Wednesday, October 11, 2023

Structuralism – Claude Levi-Strauss

Levi-Strauss theory of Structuralism applied

The purpose of the extract from Shaolin Soccer, 2001, is to create comedic relief for the audience. Character oppositions are used at the beginning of the clip to deny audience expectations, where a player from the white team mocks the opposing yellow team. The yellow team players are 'outside of the norm' for soccer players and look disconnected as a team; one is smoking, some are sheepishly standing there, and another is smiling without break. The laughter of confidence exhibited by the white team player towards these shots of the yellow team players' awkwardness and peculiarity, cause the audience to develop preconceptions about the players' ability to win the game. The function of binary opposition in this context is to create identifiable character types to clash the white and yellow teams, which is done by the humorous and unserious impression the yellow team presents and the overconfident, bullying persona of the white team. This evolves to be the exact opposite as the yellow team turns out to be exaggeratedly talented — winning by forty goals, and with some of the white team players being flung into the goalie, adding ironic comedy intended by the clip.

Still image from Shaolin Soccer, 2001, showing the white team that was expected to win easily against the yellow team (character oppositions), being kicked into the goalie net by the yellow players. 


More Levi-Strauss theory of Structuralism in film

The motivation of the extract from They Live, 1988, is to depict the message behind the man's environment between drastically different when the glasses are on and off.
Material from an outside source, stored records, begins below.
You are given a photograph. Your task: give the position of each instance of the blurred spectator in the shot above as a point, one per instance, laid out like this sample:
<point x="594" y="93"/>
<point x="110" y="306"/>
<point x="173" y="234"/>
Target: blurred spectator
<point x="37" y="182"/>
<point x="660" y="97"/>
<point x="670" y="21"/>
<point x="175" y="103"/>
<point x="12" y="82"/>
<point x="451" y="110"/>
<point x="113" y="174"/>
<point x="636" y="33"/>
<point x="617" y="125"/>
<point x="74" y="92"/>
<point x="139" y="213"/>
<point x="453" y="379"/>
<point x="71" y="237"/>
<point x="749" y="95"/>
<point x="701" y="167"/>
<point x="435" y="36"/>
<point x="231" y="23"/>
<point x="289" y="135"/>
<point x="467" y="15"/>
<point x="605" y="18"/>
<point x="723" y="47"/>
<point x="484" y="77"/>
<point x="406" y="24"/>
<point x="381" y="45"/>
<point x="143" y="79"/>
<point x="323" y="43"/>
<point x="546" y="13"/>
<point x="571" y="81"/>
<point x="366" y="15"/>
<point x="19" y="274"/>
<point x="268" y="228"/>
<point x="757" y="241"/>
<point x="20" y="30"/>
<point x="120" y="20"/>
When the glasses are on, the world is bleak and plastered with unemotional, pressuring messages. Meaning is conveyed by the scene through stylistic opposition contrasting a black-and-white world with the colorful world society he knows to exist without the glasses on. The alternate version of his world seems to run on greed for profit and the aims of the government openly, with each page of the magazines stating a phrase such as 'obey' and 'marry and reproduce', while noticing these goals in the world humanity knows, is not the easiest to differentiate when reading an advertisement slogan. The film also appears to be a genre-driven binary opposition, a science fiction genre presenting the world (humanity) as being easily manipulated by media's self-seeking motivations (signs, magazines, stores). The function of these binary oppositions in this case is to clearly explain ideas learned of the world from having the glasses on compared to off. The idea derived from the clip is that every form of media has a double meaning people do not recognize at first glance and that perhaps not everyone is who they appear to be.

Still image from They Live, 1988, of stylistic oppression used for the alternate, 'glasses on' world to show the real intention behind the previous advertisement's words.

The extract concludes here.